The graph Harsanyi uses in his essay to illustrate this is remarkable in how vividly it represents this drop. He goes on to talk about gun violence:
After the Dallas shooting of five officers, President Obama, as he always does, talked about more gun control. “We must take a hard look at the ease with which wrongdoers can get their hands on deadly weapons and the frequency with which they use them,” Attorney General Loretta Lynch insisted.

So it’s worth mentioning that this drop in violence has coincided with a spike in the number of guns Americans have purchased. We are told that the availability of guns (not the amount of people who buy them, but the guns themselves) is the problem because they are bought in places with relaxed laws and sold to criminals and terrorists in places with stricter gun control laws.
The graph showing this data is so stunning that I want to share it:

Harsanyi writes:
Despite this reality, according to a 2013 Pew poll, 56 percent of Americans believe gun crimes have risen compared to 20 years ago. This even though overall gun death rates have declined — and let’s include homicides and suicides (most gun deaths are suicide) — by 31 percent over that period.
His next claim, perhaps, may also seem counterintuitive to a lot of African-Americans, particularly young men, so many of whom believe that they're less safe now than ever:
The recent deaths of a number of African Americans at cops’ hands is also highly troubling, but .... [w]hile that debate rages, it’s important to note that African Americans are not only safer today than they were 20 years ago (and certainly 50 years ago), they have benefited tremendously from lower crime rates.

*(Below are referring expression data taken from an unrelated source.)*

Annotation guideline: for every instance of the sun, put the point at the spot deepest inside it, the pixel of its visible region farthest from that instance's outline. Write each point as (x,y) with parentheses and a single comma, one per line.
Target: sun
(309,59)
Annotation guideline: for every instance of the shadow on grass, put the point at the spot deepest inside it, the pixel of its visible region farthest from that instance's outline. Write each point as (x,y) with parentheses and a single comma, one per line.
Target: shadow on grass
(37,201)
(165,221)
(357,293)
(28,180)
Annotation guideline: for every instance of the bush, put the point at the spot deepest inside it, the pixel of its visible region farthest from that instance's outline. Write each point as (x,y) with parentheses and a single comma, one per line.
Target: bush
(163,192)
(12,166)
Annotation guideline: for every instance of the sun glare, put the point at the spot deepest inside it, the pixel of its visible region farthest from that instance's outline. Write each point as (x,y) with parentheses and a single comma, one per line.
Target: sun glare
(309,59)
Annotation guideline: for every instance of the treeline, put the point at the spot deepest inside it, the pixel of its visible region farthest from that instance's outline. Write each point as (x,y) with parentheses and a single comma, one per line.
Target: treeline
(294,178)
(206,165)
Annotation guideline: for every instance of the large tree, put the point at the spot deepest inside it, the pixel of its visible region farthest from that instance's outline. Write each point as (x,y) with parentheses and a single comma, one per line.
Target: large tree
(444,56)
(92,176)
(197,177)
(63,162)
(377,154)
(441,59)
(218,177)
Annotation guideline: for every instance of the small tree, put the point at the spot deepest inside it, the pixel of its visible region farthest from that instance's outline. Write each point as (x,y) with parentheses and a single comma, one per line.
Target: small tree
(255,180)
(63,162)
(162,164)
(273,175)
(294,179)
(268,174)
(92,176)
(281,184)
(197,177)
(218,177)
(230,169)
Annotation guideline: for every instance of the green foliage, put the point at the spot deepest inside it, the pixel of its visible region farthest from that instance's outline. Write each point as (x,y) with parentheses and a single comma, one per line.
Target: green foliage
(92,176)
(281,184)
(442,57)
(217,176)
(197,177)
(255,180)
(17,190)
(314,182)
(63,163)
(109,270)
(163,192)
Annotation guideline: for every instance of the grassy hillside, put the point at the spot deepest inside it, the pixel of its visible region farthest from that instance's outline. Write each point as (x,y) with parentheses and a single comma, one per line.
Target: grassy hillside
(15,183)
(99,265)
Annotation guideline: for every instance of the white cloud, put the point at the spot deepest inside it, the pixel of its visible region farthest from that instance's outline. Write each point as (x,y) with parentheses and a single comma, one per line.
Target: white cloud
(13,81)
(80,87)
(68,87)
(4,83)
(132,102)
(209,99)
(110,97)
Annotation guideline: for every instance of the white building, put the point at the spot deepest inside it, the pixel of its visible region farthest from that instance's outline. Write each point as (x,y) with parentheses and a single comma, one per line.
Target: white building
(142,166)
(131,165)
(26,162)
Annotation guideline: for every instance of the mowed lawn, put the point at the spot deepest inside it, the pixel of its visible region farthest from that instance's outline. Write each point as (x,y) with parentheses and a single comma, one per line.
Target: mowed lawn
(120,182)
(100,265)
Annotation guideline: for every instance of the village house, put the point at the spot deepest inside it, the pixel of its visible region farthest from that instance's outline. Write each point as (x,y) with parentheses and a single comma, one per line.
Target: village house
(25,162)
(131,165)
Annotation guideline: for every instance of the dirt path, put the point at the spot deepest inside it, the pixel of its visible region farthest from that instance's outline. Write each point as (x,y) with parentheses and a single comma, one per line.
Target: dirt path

Over the last 20 years, crime among African-American youth has fallen by 47 percent.
So why do we have the sense that things are much worse than Harsanyi's data warrant? Perhaps one reason is that the liberal media, eager to confirm the narrative that the U.S. is a violent, racist country, hypes any violence that's gun-related or race-related, feeding it to us 24/7 on cable and creating the impression that things are much more dire than they really are. Perhaps, too, social media reinforces the narrative by showing us actual episodes of violence that we'd never have seen and never have been more than vaguely aware of a few years ago. Finally, there are too many politicians who wish to exploit the occurrence of violent crimes to push their political agendas and who distort and misrepresent statistics in ways that mislead and misinform the public.

It's important that when an incident first occurs we remind ourselves that there's almost certainly more to it than what we see on a video and that it's irresponsible to draw conclusions about the incident until we have a reasonable grasp of the relevant facts. It's crucial that we strive to assess these incidents critically, objectively, and fairly, basing our judgments upon the facts and not upon our prejudices.

When we fail in this basic moral and intellectual duty and allow our emotions to rule our judgment, the initial tragedy is often compounded by even more tragedy as we've seen in Ferguson, Baltimore, and too many other cities.